It’s Okay to Be Done With Good Things (And Go Travel & Do Work You Care About, Instead)

Well, that’s certainly a crowbar to the face, isn’t it?

It’s okay to be done with good things.

I’ve been obsessed with this idea lately: that maybe good situations can keep you just as trapped as bad situations, sometimes. (If you’ve ever had an entire plate of cheese fries in front of you, you get where I’m going.)

How many things are you holding onto just because it would be a shame to give them up? Because you invested the time, because you invested the money, because you can’t complain, because you should be GrAteFuL. You’ve got a perfect little perch on a windowsill, earning good money, with nice things, and a freaking Burberry trench coat in your closet. (Like, maybe? Maybe your trench coat is from Target but, whatever, YOU SHOULD BE GRATEFUL.

The weight of good is heavy.

It’s why people don’t leave their hard-won but spirit-damaging careers.

It’s why people don’t leave the secure but loveless marriage.

It's why people don't exit their comfortable but toxic friendships.

It’s why people don’t sell their things and go work from a tiny red cabin in Norway.

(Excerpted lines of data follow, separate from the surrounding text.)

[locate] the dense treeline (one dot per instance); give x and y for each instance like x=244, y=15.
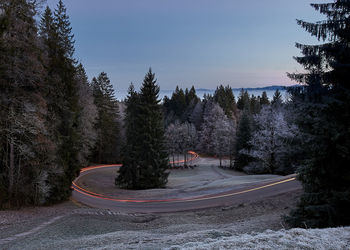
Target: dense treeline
x=257, y=134
x=53, y=121
x=51, y=116
x=322, y=113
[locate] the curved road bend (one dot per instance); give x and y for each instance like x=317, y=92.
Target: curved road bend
x=257, y=191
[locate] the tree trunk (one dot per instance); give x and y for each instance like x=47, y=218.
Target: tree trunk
x=11, y=168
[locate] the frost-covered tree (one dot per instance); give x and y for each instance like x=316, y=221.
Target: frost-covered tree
x=26, y=150
x=271, y=141
x=216, y=131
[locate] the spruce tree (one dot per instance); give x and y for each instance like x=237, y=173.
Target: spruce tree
x=243, y=100
x=63, y=98
x=128, y=174
x=264, y=100
x=277, y=98
x=107, y=124
x=147, y=146
x=244, y=134
x=323, y=108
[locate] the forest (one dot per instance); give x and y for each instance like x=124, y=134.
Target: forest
x=55, y=121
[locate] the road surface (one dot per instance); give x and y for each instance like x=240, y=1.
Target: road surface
x=235, y=196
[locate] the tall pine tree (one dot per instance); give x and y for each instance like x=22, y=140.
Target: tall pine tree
x=145, y=157
x=324, y=120
x=63, y=98
x=107, y=148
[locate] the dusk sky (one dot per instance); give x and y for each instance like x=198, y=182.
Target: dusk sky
x=190, y=42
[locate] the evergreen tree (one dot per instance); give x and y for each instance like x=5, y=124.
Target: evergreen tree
x=244, y=135
x=150, y=159
x=277, y=98
x=87, y=117
x=128, y=175
x=323, y=118
x=107, y=123
x=63, y=98
x=243, y=100
x=264, y=100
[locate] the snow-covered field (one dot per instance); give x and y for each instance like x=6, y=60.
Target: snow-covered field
x=254, y=225
x=332, y=238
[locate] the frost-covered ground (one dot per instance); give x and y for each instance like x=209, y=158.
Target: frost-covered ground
x=254, y=225
x=206, y=178
x=332, y=238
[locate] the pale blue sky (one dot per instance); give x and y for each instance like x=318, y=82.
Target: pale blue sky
x=243, y=43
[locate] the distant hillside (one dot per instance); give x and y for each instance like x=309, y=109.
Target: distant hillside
x=267, y=88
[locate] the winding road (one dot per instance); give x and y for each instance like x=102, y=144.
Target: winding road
x=235, y=196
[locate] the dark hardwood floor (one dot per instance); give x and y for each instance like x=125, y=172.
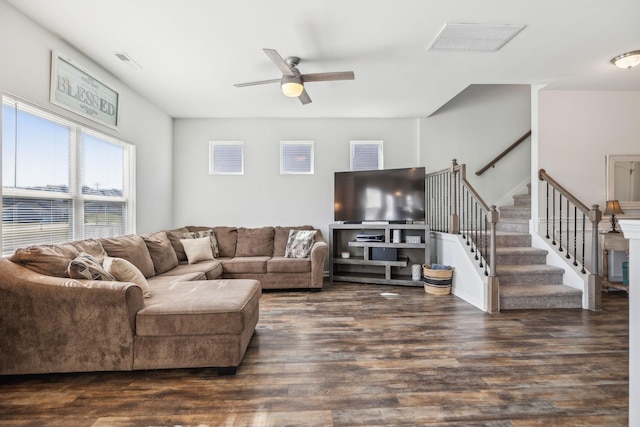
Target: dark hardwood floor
x=352, y=356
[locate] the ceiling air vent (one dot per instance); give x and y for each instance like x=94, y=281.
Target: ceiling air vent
x=478, y=37
x=126, y=59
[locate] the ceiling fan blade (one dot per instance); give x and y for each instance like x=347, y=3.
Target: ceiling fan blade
x=280, y=63
x=304, y=97
x=323, y=77
x=260, y=82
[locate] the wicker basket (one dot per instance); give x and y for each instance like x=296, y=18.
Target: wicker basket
x=437, y=282
x=437, y=289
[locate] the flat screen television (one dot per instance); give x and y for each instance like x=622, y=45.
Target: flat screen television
x=394, y=195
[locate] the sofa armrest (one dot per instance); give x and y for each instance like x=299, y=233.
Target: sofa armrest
x=51, y=324
x=318, y=257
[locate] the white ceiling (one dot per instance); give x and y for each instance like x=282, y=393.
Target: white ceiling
x=193, y=51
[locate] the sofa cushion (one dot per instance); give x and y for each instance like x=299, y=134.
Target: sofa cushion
x=205, y=233
x=255, y=242
x=85, y=266
x=299, y=243
x=288, y=265
x=161, y=251
x=156, y=282
x=197, y=249
x=174, y=237
x=245, y=265
x=227, y=238
x=124, y=271
x=207, y=307
x=51, y=260
x=92, y=247
x=212, y=269
x=282, y=236
x=133, y=249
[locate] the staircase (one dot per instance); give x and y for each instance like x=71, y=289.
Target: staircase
x=526, y=281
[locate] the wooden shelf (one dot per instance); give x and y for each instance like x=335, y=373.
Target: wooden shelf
x=360, y=267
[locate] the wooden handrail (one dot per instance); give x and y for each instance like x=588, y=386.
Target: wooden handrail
x=504, y=153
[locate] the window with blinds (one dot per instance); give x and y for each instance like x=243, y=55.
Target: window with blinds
x=296, y=157
x=61, y=181
x=366, y=155
x=226, y=158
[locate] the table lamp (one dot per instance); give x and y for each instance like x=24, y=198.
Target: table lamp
x=613, y=209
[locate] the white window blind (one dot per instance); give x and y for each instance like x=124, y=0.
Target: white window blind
x=226, y=157
x=60, y=180
x=296, y=157
x=366, y=155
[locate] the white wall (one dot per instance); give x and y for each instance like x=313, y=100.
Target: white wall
x=631, y=230
x=262, y=196
x=577, y=130
x=476, y=126
x=25, y=49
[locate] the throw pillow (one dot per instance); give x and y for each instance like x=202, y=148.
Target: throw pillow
x=197, y=249
x=86, y=266
x=282, y=236
x=124, y=271
x=133, y=249
x=51, y=260
x=227, y=238
x=92, y=247
x=255, y=242
x=205, y=233
x=162, y=253
x=299, y=243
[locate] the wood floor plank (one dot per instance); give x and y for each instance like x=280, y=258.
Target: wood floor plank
x=351, y=356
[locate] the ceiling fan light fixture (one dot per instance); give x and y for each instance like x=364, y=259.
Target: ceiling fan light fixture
x=627, y=60
x=291, y=86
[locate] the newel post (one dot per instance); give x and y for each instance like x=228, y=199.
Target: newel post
x=595, y=280
x=454, y=225
x=493, y=282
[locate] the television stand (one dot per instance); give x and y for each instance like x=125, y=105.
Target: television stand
x=362, y=266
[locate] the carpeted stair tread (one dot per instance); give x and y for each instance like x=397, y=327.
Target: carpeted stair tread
x=513, y=212
x=537, y=290
x=520, y=250
x=539, y=297
x=527, y=269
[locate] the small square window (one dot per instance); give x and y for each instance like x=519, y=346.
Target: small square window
x=296, y=157
x=366, y=155
x=226, y=158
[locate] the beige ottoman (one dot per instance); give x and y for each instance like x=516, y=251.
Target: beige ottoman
x=204, y=323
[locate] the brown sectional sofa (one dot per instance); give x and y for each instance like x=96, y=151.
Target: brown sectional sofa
x=197, y=315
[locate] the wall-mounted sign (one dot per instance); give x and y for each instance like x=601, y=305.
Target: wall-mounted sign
x=76, y=90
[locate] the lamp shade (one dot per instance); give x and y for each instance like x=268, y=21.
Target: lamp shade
x=613, y=208
x=627, y=60
x=291, y=86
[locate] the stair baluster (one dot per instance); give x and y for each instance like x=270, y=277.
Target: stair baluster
x=560, y=223
x=595, y=216
x=568, y=232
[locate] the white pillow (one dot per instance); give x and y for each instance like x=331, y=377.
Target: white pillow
x=197, y=249
x=299, y=243
x=124, y=271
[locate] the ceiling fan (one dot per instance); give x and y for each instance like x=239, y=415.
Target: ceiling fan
x=292, y=81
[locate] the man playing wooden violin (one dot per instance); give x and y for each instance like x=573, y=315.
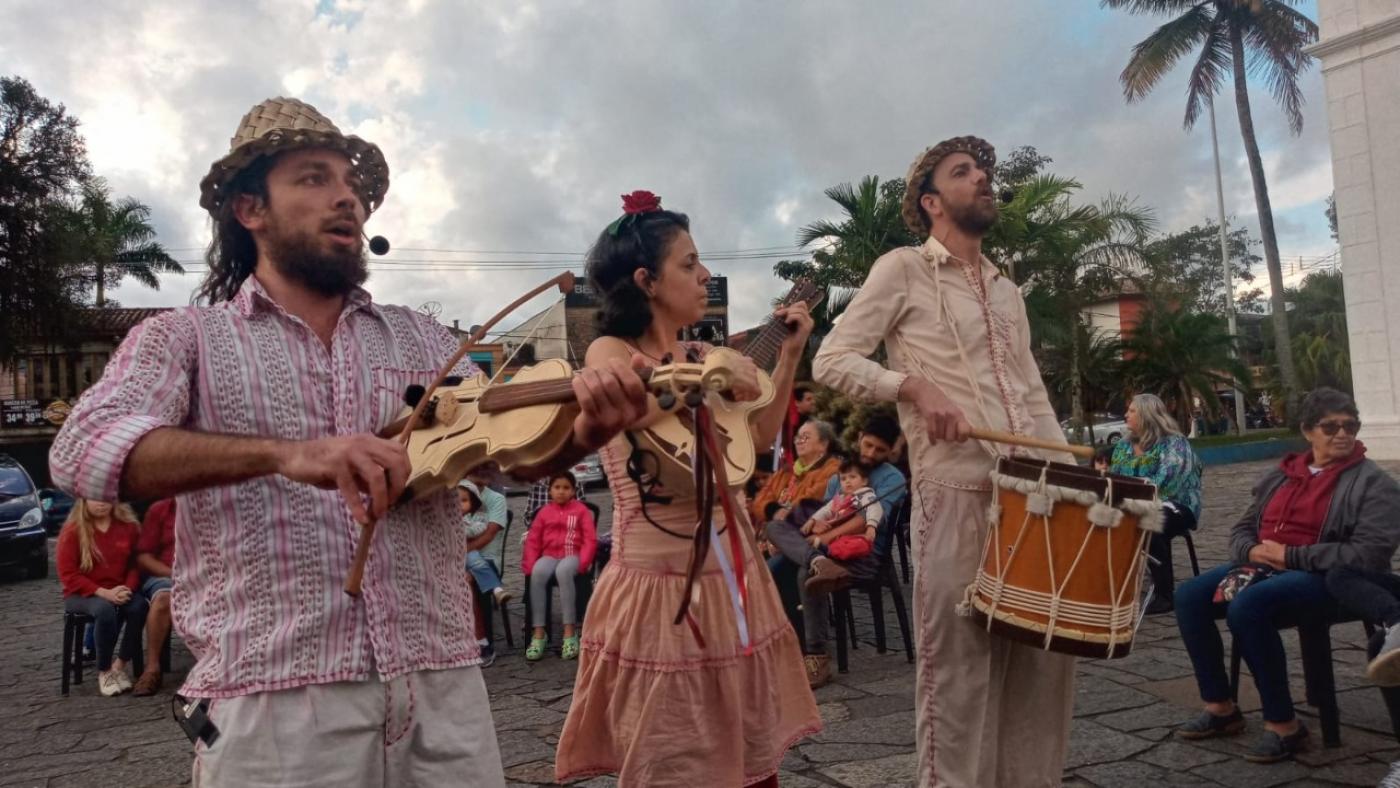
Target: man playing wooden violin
x=261, y=412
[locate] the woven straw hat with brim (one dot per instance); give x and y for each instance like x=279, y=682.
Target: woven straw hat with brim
x=923, y=168
x=282, y=125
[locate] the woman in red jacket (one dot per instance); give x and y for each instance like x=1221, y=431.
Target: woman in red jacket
x=97, y=568
x=560, y=543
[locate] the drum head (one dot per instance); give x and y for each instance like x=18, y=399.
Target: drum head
x=1077, y=477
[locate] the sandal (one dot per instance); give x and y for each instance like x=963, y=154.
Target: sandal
x=1207, y=725
x=1271, y=748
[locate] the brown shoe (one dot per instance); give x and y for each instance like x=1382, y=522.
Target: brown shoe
x=826, y=577
x=818, y=669
x=149, y=683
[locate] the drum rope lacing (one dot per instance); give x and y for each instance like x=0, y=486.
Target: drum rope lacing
x=1117, y=616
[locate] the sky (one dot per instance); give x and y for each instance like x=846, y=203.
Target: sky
x=511, y=128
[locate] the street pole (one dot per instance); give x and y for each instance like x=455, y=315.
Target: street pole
x=1229, y=287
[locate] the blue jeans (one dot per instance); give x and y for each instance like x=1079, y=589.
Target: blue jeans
x=1252, y=620
x=482, y=571
x=108, y=620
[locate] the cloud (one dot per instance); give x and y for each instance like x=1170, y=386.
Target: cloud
x=514, y=126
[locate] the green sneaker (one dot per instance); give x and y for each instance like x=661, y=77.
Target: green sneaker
x=570, y=648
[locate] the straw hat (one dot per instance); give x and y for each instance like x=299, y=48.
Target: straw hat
x=282, y=125
x=919, y=172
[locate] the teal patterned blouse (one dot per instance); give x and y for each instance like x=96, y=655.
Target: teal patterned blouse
x=1169, y=463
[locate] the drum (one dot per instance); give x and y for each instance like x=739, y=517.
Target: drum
x=1063, y=560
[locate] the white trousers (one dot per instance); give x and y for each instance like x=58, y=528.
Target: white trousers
x=990, y=711
x=422, y=729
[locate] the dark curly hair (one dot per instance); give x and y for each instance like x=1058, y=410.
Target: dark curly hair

And it’s why I’m still eating cheese fries, dammit.

Culturally, we haven’t been taught how to leave good things behind—only bad things are acceptable to leave—and as a result, a few nonsense mental scripts end up running the show of our entire LIVES.

Behold, a fun-filled list of mental horrors! 👇

Limiting Belief #1: Gratitude, You Selfish Oinker 🐽

Anyone would be grateful, how can you complain??? How can you complaaaaainnn? How can you COMPLAAAAAIN?! (She thinks, while complaining.) **This little jerk of a script has kept more people behind the bars of “you’ve got it good” than almost anything else. We’re so full of guilt, it hurts. To imagine that we could ever possibly give up something that other people would “kill for,” makes us hang onto entire lifetimes full of disappointing situations parading around as good ones. If you are disappointed, disillusioned, and dissatisfied, it isn’t working. It’s not right for you. It might be perfect for some other schmuck, but you are free from the need to carry it around like some kind of martyr’s coffin. Let that shit go. There’s a difference between being grateful and being gratified. (OLÉ!)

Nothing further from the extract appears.